Karen Brown's novel leaves you longing for more

            Sadie is on the verge of adolescence in 1979, living in an idyllic New England suburb at the start of “The Longings of Wayward Girls” by Karen Brown. She’s both curious and imaginative and the summer before high school she and her best friend Betty are thrown together with Francie, an awkward girl whose family is shunned by the neighborhood.
            Not wanting to be associated with a geeky girl, Sadie and Betty play a prank on Francie, first making up a farm boy that’s supposedly interested in Sadie, then writing letters from the imagined farm boy to Francie, who replies in turn.
            But Sadie’s imaginary farm boy is actually Ray FIlley, a boy from the neighboring farm she’s secretly attracted to. Only a few years before, in 1974, nine-year-old Laura Loomis had disappeared from the same neighborhood, a girl who looks remarkably like Sadie. Laura was never found. When Sadie and Betty write (as the farm boy) to Francie that he wishes to run away with her, Francie disappears as well.

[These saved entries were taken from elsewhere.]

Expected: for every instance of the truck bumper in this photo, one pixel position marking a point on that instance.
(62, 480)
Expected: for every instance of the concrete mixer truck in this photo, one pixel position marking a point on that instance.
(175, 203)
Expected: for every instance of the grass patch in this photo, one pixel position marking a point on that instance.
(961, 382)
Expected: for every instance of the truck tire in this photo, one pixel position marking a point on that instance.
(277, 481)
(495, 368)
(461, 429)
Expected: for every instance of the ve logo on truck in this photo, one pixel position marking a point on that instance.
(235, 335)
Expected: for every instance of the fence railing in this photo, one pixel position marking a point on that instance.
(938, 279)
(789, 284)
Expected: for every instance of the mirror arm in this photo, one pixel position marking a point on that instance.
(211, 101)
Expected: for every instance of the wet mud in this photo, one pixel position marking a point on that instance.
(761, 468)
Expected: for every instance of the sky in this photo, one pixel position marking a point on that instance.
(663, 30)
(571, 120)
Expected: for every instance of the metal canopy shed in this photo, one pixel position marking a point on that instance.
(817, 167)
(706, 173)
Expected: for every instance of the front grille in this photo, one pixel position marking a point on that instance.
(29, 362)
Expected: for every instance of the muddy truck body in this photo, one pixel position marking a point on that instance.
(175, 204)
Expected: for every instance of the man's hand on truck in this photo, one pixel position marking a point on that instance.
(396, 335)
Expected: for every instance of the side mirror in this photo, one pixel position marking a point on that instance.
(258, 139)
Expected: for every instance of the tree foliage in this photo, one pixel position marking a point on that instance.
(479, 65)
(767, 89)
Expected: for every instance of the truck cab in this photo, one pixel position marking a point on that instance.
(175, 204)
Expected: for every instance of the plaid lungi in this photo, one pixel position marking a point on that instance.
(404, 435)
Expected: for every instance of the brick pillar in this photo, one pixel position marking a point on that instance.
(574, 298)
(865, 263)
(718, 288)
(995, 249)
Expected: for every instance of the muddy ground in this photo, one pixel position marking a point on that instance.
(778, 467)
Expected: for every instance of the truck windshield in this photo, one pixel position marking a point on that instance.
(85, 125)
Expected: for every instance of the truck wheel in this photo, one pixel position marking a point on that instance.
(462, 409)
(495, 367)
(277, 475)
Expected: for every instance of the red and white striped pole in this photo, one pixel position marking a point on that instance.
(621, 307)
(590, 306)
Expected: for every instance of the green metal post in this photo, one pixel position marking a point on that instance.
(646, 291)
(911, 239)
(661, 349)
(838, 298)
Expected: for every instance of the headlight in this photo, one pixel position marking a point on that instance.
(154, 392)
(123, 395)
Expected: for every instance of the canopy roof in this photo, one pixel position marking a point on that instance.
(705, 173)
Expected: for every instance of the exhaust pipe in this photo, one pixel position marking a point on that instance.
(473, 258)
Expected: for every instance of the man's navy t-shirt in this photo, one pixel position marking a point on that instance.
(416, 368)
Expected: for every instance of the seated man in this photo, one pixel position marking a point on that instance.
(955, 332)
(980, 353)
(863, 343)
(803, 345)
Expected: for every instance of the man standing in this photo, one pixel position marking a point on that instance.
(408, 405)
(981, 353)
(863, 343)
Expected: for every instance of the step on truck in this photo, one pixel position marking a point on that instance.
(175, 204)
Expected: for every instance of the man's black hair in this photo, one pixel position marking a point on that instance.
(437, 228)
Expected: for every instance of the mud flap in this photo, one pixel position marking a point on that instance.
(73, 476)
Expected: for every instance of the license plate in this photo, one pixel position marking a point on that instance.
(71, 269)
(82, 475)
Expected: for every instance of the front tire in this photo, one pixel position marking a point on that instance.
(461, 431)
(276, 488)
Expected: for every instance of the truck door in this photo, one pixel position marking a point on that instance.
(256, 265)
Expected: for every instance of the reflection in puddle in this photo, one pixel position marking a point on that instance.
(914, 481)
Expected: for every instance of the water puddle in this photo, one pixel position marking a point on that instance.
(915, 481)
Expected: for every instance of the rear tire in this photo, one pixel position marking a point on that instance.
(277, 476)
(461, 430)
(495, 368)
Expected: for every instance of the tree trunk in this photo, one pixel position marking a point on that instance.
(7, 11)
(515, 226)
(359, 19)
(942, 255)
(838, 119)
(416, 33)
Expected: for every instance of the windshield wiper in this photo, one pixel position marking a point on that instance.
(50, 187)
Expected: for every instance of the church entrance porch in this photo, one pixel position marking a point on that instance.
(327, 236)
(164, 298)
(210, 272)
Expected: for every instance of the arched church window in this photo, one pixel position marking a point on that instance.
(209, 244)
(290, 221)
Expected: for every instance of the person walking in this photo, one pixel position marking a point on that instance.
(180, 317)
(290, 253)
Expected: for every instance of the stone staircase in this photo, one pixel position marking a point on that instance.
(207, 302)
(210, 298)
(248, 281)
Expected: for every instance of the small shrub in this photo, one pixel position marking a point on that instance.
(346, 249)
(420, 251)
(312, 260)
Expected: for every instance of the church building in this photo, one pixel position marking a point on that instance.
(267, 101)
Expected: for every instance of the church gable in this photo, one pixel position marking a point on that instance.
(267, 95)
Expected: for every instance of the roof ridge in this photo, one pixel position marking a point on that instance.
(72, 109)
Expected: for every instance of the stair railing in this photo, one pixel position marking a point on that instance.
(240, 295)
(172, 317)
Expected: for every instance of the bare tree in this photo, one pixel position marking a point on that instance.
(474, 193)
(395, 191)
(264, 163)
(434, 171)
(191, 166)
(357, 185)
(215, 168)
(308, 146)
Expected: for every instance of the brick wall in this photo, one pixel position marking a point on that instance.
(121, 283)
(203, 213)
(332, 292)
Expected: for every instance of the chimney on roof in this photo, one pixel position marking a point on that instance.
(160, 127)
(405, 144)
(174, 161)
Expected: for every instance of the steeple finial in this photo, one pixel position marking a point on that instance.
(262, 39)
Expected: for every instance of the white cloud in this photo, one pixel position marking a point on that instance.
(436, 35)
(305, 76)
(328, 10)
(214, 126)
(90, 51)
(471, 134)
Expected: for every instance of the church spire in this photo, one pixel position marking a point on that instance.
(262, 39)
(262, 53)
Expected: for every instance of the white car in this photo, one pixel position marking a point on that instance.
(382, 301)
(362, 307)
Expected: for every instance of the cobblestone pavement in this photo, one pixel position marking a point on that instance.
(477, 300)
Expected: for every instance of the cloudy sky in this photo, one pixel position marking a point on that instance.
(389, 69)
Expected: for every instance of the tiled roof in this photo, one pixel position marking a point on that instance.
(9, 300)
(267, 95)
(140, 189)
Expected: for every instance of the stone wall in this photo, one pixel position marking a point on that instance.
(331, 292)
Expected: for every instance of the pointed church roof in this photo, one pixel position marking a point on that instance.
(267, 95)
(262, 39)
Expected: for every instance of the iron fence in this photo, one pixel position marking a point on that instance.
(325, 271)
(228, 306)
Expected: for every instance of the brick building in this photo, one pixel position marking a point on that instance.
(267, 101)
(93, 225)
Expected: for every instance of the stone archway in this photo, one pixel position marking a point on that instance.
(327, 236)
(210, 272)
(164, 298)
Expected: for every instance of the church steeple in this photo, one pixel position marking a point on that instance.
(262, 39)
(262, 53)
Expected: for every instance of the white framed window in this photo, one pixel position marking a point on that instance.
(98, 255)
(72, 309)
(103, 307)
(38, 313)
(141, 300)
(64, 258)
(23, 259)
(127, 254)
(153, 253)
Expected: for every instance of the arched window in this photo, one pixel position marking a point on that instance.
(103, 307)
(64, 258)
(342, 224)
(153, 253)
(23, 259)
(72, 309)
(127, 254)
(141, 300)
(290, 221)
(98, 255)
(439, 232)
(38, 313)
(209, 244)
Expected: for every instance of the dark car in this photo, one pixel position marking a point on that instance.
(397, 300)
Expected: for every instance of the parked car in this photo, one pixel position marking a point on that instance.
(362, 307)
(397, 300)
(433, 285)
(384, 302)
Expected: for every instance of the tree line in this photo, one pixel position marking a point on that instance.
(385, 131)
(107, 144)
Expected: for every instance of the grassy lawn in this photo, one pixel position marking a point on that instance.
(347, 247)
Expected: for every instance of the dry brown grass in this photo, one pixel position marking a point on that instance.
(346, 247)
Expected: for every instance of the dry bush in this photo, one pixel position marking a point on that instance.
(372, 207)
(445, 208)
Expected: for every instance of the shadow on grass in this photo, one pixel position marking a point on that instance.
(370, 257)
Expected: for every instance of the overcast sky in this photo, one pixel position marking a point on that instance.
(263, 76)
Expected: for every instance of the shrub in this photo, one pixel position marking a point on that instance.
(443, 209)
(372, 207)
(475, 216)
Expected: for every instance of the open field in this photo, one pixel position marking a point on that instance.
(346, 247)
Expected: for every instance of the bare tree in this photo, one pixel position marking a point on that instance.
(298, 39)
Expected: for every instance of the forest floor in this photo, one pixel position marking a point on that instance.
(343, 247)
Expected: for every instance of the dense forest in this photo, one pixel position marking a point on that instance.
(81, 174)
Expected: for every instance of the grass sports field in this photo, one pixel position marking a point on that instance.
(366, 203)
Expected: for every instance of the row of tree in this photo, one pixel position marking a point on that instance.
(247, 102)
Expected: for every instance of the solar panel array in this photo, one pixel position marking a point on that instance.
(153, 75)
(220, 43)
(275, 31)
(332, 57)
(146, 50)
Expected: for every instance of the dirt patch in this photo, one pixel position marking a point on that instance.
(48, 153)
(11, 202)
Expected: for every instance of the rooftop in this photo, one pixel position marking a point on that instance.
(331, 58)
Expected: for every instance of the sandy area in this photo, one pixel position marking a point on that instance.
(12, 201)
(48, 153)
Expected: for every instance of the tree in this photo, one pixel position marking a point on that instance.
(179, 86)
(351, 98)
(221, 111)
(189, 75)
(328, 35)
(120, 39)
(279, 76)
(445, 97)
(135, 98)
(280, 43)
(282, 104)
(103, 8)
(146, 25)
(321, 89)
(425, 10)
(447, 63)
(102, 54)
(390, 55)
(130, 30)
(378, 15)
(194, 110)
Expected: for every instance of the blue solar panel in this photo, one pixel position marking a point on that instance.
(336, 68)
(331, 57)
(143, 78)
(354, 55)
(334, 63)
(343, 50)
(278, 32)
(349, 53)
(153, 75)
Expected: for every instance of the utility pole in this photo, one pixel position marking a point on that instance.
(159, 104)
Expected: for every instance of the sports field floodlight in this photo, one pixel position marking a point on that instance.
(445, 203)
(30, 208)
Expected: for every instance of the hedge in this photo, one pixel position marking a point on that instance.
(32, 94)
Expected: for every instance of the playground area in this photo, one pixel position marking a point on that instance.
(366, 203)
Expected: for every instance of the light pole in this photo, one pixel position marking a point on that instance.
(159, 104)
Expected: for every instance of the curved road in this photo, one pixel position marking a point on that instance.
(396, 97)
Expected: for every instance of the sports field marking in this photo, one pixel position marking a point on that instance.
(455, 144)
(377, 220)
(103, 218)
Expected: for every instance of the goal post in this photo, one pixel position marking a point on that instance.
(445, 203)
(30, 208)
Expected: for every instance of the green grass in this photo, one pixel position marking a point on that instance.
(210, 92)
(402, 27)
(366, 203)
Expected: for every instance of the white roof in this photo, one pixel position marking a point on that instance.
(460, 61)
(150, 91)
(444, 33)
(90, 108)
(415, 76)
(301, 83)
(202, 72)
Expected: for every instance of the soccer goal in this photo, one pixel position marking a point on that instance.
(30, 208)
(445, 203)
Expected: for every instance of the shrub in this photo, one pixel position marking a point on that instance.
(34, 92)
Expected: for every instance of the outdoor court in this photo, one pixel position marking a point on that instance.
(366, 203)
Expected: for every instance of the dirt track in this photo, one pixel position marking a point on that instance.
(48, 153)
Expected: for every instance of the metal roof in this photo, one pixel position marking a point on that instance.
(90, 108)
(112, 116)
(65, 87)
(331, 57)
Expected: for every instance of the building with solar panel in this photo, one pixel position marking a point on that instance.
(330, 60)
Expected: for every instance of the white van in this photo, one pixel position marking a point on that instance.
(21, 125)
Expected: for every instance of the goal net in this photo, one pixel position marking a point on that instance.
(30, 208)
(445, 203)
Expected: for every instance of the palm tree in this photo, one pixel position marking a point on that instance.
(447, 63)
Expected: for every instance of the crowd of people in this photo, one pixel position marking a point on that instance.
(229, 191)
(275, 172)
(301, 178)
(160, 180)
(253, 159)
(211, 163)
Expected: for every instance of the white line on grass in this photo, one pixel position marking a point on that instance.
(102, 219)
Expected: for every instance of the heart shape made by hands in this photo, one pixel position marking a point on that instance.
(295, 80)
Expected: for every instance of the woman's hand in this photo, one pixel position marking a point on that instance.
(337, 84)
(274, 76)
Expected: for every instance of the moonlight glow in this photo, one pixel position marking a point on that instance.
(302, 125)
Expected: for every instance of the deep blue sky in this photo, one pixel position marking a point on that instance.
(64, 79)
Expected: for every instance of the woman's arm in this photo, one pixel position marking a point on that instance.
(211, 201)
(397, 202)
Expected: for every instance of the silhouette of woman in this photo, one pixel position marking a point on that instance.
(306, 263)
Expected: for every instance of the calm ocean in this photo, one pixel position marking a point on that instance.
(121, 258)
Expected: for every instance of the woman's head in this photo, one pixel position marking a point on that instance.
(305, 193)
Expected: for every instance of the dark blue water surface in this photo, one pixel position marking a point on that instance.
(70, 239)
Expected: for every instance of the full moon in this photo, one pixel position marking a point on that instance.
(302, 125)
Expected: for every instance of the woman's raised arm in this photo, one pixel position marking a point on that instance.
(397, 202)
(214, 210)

            The girls believe Francie has run away, but as the years pass and neither child is seen from again, they learn to live with their guilty secret. As an adult, Sadie marries and has two children of her own. One day, Ray Filley returns to town and an attraction develops between them. Sadie must come to grips with her feelings for her family, Ray, her mother and the past that continues to haunt her.
            The book bounces back and forth between Sadie's youth and as an adult, and I found that style really developed the suspense. Sadie is flawed, selfish and egotistical at times and when she makes grave mistakes you want to reach into the book and slap her, which develops the suspense even more. My only complaint was developments so obvious to Sadie and readers are ignored until the end, which lessened both the character and the plot in my eyes.
            Overall the book is well written and the story keeps you hanging, wanting for more. A great summer read!